Джери пронзает Фицроя пристальным взглядом темно-синих глаз. Норман смотрит на него затравленно и зло, но молчит. Он видит мой взгляд, видит взгляды Ранга, Рона и Патрика. Он понимает, что сила не на его стороне.
— Что ж… позволь мне вернуть тебе твою любезность. Пеплом и разочарованием.
— А что было в вашем… свертке? — осторожно спрашивает Рон.
— Ничего особенного, — пожимает плечами Джери. — Пара кассет, на которых мы читаем друг другу стихи. Несколько фотографий, где мы пока ещё счастливы. Больше инициативы на них проявлял он, но если подать все в правильном свете… Ты на это рассчитывал, Норман? Хотел выставить их так, как тебе удобно, да?
— Тогда, зачем их хранить? — хмурюсь я. — Избавился бы уже давным-давно.
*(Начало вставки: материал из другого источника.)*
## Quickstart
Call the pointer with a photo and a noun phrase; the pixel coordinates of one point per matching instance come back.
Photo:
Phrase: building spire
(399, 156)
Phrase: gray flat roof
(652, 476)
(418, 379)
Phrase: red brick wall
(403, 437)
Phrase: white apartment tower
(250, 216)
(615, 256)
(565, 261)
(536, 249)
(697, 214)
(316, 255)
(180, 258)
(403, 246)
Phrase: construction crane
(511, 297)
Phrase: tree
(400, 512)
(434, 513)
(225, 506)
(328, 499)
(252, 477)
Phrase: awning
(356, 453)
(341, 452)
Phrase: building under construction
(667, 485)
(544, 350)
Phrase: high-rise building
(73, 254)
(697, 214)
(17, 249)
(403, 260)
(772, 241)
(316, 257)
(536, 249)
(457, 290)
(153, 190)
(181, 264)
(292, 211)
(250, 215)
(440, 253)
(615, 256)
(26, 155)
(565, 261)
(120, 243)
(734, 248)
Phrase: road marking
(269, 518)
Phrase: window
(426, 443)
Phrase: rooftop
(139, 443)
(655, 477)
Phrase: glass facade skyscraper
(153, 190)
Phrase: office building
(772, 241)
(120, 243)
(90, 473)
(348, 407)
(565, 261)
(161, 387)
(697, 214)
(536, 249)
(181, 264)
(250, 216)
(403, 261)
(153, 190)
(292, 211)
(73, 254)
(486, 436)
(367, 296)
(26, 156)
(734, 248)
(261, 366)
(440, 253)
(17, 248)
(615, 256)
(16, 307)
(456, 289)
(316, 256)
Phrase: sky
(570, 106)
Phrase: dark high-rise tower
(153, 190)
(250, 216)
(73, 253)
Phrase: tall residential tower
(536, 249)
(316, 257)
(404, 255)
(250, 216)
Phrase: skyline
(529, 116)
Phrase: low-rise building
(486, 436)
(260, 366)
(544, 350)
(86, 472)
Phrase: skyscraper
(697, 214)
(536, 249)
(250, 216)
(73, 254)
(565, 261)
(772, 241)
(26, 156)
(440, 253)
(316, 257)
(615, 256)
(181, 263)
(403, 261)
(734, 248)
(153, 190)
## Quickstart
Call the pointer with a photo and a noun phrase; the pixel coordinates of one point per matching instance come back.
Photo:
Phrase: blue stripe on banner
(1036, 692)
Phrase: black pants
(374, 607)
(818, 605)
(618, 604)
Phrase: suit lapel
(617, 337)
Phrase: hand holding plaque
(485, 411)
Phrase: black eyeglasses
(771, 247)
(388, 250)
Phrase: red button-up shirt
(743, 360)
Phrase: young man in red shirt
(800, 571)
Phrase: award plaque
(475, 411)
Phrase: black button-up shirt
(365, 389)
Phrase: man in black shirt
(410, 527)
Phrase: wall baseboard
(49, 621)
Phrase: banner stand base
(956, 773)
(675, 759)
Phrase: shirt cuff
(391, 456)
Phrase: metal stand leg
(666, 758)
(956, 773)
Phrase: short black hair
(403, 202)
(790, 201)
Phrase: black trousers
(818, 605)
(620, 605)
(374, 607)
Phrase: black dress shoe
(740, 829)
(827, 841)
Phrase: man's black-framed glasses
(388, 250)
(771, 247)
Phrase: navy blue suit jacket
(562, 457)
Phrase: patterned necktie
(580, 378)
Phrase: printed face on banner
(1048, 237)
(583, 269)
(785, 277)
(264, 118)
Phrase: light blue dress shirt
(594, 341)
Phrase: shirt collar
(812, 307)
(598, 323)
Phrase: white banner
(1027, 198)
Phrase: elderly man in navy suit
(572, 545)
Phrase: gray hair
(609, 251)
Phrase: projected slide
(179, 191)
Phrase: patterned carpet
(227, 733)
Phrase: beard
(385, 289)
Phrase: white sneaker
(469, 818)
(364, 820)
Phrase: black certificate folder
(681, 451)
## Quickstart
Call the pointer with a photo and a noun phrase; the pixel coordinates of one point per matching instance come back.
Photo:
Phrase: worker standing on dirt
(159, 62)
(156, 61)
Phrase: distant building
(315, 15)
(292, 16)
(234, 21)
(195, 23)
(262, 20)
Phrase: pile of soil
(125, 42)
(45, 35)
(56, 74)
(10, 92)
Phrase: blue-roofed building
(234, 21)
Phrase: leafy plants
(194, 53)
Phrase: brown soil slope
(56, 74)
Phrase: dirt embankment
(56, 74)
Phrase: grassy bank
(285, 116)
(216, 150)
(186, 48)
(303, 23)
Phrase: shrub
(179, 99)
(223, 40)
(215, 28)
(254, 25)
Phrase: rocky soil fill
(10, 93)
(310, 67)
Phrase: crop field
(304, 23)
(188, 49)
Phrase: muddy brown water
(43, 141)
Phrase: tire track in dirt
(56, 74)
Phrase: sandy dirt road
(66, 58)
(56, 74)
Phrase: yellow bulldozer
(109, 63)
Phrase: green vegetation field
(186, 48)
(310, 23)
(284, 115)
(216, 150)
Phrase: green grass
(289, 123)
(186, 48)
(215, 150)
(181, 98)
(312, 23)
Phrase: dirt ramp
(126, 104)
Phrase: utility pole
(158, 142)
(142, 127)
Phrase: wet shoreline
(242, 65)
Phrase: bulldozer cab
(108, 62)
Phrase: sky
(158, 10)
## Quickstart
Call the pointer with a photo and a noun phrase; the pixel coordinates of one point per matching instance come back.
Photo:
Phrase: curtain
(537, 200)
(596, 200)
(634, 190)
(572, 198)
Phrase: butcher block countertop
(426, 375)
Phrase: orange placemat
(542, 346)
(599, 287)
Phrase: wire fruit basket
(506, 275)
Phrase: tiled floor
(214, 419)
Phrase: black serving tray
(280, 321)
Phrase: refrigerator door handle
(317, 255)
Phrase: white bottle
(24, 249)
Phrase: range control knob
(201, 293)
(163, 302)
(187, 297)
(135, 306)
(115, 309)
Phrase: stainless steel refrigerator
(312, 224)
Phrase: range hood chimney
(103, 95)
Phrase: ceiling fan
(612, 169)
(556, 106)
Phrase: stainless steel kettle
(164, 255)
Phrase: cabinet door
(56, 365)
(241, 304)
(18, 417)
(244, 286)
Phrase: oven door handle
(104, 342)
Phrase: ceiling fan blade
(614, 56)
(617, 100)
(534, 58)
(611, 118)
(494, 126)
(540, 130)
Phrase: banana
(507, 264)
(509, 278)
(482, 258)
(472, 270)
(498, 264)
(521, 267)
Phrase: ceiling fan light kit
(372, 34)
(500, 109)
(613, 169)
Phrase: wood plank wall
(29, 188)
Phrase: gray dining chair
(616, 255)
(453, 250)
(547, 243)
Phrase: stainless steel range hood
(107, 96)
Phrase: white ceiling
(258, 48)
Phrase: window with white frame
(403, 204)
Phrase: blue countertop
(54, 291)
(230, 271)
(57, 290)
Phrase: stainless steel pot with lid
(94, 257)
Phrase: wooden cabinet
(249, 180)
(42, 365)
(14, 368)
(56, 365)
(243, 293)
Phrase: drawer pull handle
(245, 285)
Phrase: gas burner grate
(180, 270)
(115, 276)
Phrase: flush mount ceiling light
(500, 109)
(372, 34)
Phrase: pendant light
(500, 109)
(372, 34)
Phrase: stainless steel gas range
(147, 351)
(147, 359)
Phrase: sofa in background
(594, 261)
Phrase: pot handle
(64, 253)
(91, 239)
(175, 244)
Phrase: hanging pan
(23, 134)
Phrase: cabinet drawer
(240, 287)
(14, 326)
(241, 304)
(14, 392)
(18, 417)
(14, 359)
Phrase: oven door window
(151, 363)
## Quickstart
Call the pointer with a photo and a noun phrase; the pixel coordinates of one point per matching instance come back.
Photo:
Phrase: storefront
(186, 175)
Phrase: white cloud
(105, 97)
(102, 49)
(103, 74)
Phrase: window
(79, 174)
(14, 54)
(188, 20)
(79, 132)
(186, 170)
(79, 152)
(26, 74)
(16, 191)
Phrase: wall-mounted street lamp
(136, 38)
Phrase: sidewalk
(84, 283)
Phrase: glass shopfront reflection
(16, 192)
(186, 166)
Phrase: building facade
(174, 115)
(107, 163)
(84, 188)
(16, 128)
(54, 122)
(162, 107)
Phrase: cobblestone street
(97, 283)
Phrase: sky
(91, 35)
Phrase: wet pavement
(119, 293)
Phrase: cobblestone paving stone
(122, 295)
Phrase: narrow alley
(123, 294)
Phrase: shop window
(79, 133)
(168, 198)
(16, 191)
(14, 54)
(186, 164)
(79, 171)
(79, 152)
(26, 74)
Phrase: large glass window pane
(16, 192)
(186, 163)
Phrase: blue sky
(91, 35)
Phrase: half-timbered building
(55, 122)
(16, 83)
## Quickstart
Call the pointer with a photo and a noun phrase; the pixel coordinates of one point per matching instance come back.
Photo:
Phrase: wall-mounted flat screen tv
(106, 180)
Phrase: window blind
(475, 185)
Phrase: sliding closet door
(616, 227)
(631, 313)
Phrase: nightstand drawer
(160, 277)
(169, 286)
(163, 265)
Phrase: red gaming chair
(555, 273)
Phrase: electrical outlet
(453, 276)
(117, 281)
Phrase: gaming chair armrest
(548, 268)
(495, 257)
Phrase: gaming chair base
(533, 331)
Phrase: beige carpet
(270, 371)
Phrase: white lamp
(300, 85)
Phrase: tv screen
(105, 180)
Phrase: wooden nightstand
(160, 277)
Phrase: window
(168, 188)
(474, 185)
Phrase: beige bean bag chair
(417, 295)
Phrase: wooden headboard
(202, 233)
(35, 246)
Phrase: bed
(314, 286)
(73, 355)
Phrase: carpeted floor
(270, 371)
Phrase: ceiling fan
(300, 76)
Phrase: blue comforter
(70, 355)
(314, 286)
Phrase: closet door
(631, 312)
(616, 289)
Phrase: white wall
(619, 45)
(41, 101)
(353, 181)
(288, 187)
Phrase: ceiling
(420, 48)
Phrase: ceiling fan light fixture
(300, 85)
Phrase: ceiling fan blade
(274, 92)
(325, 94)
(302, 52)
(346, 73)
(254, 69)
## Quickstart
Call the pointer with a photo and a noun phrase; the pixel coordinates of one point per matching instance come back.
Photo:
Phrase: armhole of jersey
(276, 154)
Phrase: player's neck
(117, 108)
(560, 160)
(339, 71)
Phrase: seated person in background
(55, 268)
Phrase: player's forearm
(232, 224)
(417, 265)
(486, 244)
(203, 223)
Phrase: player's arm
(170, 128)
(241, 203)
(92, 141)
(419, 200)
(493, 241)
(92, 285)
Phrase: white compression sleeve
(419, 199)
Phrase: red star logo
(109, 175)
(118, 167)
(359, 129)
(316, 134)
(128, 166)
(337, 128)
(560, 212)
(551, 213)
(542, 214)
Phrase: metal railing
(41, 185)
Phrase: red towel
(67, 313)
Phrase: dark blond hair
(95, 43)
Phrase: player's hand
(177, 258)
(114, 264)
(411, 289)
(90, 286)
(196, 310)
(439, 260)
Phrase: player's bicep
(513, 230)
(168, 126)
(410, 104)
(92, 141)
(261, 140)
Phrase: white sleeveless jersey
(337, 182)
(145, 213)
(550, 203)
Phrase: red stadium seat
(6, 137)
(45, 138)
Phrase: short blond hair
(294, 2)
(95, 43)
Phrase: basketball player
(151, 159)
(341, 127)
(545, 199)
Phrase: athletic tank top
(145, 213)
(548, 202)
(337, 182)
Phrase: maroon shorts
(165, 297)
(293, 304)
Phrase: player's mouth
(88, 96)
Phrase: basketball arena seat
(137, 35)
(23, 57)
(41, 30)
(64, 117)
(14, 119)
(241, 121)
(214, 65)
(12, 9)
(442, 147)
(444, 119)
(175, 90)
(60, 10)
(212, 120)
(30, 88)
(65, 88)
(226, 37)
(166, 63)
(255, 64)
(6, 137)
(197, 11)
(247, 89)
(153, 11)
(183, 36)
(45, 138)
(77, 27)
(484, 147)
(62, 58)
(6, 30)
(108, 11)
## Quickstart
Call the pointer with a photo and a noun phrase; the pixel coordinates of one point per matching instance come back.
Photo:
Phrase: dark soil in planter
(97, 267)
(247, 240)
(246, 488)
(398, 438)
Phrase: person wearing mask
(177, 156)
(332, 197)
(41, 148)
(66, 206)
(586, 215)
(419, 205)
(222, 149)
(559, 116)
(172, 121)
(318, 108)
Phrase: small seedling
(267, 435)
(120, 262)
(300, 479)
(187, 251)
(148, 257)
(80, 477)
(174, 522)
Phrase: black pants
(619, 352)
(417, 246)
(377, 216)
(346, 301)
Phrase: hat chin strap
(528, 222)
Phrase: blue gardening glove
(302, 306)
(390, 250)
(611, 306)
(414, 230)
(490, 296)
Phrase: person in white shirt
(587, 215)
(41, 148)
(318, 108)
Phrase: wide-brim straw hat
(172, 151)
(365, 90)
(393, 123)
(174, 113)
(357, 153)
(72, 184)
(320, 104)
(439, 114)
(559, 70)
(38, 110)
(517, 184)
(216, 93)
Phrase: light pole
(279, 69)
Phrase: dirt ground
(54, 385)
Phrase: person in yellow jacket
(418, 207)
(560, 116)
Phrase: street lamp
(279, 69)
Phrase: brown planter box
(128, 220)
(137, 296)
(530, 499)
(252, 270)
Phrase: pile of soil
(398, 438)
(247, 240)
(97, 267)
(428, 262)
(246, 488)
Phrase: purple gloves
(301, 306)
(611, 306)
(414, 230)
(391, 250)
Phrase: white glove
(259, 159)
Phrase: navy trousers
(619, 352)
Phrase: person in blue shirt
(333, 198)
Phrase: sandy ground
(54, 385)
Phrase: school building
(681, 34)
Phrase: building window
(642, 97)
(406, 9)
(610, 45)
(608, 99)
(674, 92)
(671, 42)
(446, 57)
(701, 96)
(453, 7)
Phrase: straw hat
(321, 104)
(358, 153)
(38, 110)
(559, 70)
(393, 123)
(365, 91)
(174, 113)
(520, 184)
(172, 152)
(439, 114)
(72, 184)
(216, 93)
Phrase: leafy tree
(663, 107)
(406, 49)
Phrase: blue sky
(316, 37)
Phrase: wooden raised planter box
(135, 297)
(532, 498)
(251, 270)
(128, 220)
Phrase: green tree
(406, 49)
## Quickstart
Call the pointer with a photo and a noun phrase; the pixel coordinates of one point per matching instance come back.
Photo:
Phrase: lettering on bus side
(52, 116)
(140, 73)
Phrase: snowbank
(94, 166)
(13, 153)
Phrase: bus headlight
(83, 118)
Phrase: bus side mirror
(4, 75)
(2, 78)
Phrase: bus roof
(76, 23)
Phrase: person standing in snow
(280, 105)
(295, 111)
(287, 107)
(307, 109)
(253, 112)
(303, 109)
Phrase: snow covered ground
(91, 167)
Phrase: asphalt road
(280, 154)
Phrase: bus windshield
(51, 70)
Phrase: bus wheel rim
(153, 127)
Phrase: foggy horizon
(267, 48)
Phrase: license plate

— Это был мой последний щит, — объясняет Джери. — Хлипенький, но уж какой есть. Им я должен бы прикрываться, чтобы хоть немного смягчить удар от приговора… пока не оказалось, что приговор давно написан и осталось его только озвучить. И никакой щит от него не спасет.
— А оно? Куда ты его дел? — в отчаянии хрипит Норман.
— Оставил у надежного человека, — говорит Джери с легкой ухмылкой, — очень далеко отсюда. Как сделал бы любой, у кого с извилинами все в порядке. Зачем таскать с собой все доказательства… если их можно поделить? И уверяю тебя, у… этого человека оно в полной безопасности, несмотря на всё его… кхм… не очень дружелюбное ко мне отношение.
— Ты… Ты… — задыхается Норман.
Вдруг он начинает кашлять, сипло давиться… и заваливаться назад — я едва успеваю его поймать.
— Он не претворяется! — кричит Ранг, вскакивая. — Это всерьез! Кайл, посади его! Блэк — воды и аптечку! Дядя!..
— Давай его сюда, — хмурится Патрик, быстро оказываясь рядом.